The way we do business and communicate with one another has changed drastically over the past decade.

Once, where a simple Filofax would have sufficed, we have seen an evolution in the way we work; field agents began to adopt the PDA, the first laptops began to appear... and then we saw an explosion in mobile technology that has resulted in ever more advanced and expensive devices gracing the messenger bags and briefcases of business people across the country, from Notebooks, to tablet devices all the way through to smart phones.

What many business people forget however, is just how much all these devices are worth. For the better equipped employee, we might see a notebook or laptop, an iPad and a Smartphone of some sort... and already we're looking at a total cost of between £1000 and £1500. What's more, is that these devices are carried around every day, bouncing around inside bags, used on the trains, carried through the wet British weather in less than waterproof cases and covers.

There are few businesses that could lose a number of these devices and chalk it up as an insignificant loss. For smaller businesses, equipping just one employee in this fashion may cost at a significant proportion of their profits. As such, it is important to have these devices covered against the usual consequences of ownership, potential theft, loss, accidental damage... All of these things can, and do happen.

To make things even more difficult, many insurers will have complex clauses that define 'accidental damage' and other such mishaps in such a way, that if you were to damage your beloved iPad you may find you are still not covered, because of insufficient device protection for example or because of the nature of the accident.

It is important therefore to shop around for the business insurance that best covers you, your field agents and your costly mobile devices.
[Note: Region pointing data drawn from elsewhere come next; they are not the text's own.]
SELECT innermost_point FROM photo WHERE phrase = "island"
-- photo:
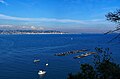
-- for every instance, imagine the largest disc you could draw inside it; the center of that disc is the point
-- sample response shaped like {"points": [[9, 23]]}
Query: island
{"points": [[31, 32]]}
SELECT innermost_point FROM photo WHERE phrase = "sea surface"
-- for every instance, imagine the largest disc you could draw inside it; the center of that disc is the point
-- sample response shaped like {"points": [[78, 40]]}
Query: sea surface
{"points": [[17, 53]]}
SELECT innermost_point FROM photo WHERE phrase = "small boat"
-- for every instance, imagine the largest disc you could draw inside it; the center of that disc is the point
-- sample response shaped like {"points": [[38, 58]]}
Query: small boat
{"points": [[41, 72], [37, 60], [46, 64]]}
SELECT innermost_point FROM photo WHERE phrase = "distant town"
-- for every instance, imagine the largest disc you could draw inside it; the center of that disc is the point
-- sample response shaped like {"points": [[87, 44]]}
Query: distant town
{"points": [[31, 32]]}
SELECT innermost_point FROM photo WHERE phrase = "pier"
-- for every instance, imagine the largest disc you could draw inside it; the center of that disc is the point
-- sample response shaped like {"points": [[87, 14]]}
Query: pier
{"points": [[70, 52]]}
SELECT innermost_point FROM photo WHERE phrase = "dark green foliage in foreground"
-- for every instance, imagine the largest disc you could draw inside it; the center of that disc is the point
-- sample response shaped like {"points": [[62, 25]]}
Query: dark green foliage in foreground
{"points": [[103, 67]]}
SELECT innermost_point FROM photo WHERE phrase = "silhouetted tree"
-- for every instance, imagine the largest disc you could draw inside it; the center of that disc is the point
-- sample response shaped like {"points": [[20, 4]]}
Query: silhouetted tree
{"points": [[103, 67], [114, 17]]}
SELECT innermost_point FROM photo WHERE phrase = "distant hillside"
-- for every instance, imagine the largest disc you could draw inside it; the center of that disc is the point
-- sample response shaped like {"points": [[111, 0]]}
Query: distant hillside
{"points": [[30, 32]]}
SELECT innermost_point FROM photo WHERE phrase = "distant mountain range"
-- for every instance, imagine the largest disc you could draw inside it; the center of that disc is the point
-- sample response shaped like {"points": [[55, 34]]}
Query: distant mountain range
{"points": [[30, 32]]}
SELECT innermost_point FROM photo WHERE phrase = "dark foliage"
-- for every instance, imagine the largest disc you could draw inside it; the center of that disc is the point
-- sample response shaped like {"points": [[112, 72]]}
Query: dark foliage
{"points": [[103, 67]]}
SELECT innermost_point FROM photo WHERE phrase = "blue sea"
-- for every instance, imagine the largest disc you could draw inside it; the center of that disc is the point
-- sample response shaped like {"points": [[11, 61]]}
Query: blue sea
{"points": [[17, 53]]}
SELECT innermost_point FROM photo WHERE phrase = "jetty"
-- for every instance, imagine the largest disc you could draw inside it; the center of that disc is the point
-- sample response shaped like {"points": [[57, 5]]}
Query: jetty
{"points": [[70, 52], [84, 55]]}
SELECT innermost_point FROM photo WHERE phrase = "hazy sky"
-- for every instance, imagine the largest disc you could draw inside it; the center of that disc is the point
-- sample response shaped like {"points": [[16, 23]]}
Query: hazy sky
{"points": [[81, 16]]}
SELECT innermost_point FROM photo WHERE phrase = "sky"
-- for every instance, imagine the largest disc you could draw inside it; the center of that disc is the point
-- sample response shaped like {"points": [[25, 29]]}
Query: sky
{"points": [[75, 16]]}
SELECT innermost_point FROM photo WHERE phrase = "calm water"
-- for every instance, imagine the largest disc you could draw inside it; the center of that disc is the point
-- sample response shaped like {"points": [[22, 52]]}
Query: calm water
{"points": [[17, 53]]}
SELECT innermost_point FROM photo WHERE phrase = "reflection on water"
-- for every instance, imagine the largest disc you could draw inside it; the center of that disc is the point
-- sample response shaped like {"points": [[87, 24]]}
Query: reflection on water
{"points": [[17, 53]]}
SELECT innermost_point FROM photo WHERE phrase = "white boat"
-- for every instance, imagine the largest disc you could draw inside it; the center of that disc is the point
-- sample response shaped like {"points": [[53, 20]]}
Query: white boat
{"points": [[46, 64], [41, 72]]}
Take the time to understand the level of protection you have to avoid any unexpected expenses and bother. Talking to an expert business insurance broker can help, where they will trawl the market to find you exactly the kind of cover you need to ensure that your employees can continue to work, whatever happens. Failing that, you could always pay the full amount for continual replacements if you choose not to take out an insurance policy, if you can afford to do so you're doing remarkably well in such tough economic times!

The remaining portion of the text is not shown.